Japan took the lead in calling for punitive action after the Chinese government curbed rare-earth exports in the wake of a mid-sea collision between a Chinese trawler and Japanese coast guard vessels near some disputed islands. Whether or not the export ban was in retaliation for the fishermen’s detention is a moot point, since a short-term economic slap is far preferable to Beijing dispatching warships and submarines to settle the territorial dispute.

Feeding the War Industry

If other nations refuse to dig out their own rare-earth reserves, then why are the Western powers pushing for a WTO action against supplier China? The dispute has little to do with consumer electronics. The underlying cause for this trade war can be narrowed down to military technology. The United States, EU and Japan are major weapons producers, and fast, light and accurate killing machines are built of rare earths from China and strategic metals like cobalt from Africa.

War is good for business, but the military assaults on Iraq, Afghanistan and Libya have consumed the world supply of rare earth – and that means Chinese miners cannot produce enough of the toxic elements for the West’s defense industry. The combined Western arsenal of attack aircraft and armored vehicles contains enough scandium in jet engines, lanthanum inside digital lens used for targeting, and yttrium and terbium in the phosphors that light cockpits to supply the world demand for game consoles over many decades to come.

Reverse Sanctions Needed

If, instead of buckling under pressure from the WTO, China were to permanently halt rare earth exports, the cost of weapons systems would become prohibitive for indebted Western countries. Simply by stopping the flow of exports, the Chinese could give peace a chance. Meanwhile, debt-strapped consumers are better off without the temptation of mobile phones with more apps, and saving their money instead for basic necessities.

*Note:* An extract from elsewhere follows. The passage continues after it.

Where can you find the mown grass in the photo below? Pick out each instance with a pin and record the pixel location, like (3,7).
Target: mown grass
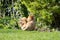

As for the view from Asia, the Western demands for the strategic minerals are reminiscent of the Opium War era when the Chinese had a monopoly on tea production and the English wanted all the tea in China. Since the sum total of pound sterling could not equal the insatiable demand for the brew, the British troops invaded. If the fate of mineral-rich Africa provides any indicator of what’s to come after the WTO complaint, China should leave the rare earth where it belongs – in the ground.

Yoichi Shimatsu, former associate editor of Pacific News Service, is an environmental writer and consultant based in Hong Kong.